そこでしばらくは借地料を払ってカツオ節工場を経営していたのですが、だんだんそれが負担になってきましたので、昭和六年[1931]に払い下げを申請し、翌年許可されました。その日から魚釣島、久場島、南小島、北小島の四島は私の所有ということになったわけなのです。[古賀善次/若林弘男=インタビューと構成「毛さん佐藤さん 尖閣列島は私の“所有地”です」『現代』第6巻第6号、講談社、1972年6月、144頁]
昭和七年五月二十日(一九三二年)、借りていた魚釣島と久場島(黄尾嶼)の両島を国から払い下げを受けました。値段は魚釣島(面積三百五十七町)[約3.5km2]の場合、二千八百二十五円でした。また同じ年の七月十五日には、南小島と北小島も買い取りました。[新藤健一「所有者が初めて明かす往年の尖閣列島」『世界画報』第305号、国際情報社、1977年10月、64頁。なお、同記事では古賀善次が1977年現在も4島を所有しているかのように書かれている。]
しかし、その数年後には4島は無人島化する。
魚釣島、久場島、北小島、南小島の四島が私の所有地ですが、戦後は別に用事もなく、ぜんぜん行っていません。

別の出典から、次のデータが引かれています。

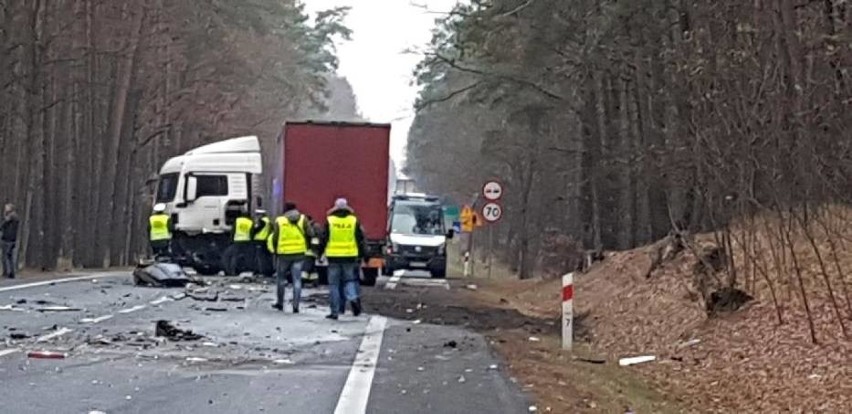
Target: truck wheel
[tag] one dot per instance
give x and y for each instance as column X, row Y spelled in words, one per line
column 206, row 270
column 439, row 272
column 370, row 276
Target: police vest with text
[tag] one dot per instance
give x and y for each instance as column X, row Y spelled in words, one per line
column 242, row 229
column 341, row 237
column 291, row 237
column 160, row 227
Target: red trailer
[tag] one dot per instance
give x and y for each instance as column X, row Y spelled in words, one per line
column 322, row 161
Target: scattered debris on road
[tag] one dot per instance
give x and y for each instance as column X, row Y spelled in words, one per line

事業は昭和十五年[1940]までカツオ漁を中心にやっていました。でも、第二次大戦のぼっ発で石油の配給がストップしたため、やめて引揚げてきました。カツオ節を作るには、いぶすための燃料が不可欠だったからです。[新藤「往年の尖閣列島」62頁]
この4島のうち、久場島を除く3島は、1974年(昭和49)に古賀善次から、現所有者である埼玉県在住のさる実業家(K氏)に売却されている。このとき久場島が別扱いになったのは、この島が戦後に米軍の演習場(黄尾嶼射爆撃場)に指定されたことと関係があると思われる(沖縄県知事公室基地対策課/FAC 6084 黄尾嶼射爆撃場)。古賀善次のインタヴューには次のようにある。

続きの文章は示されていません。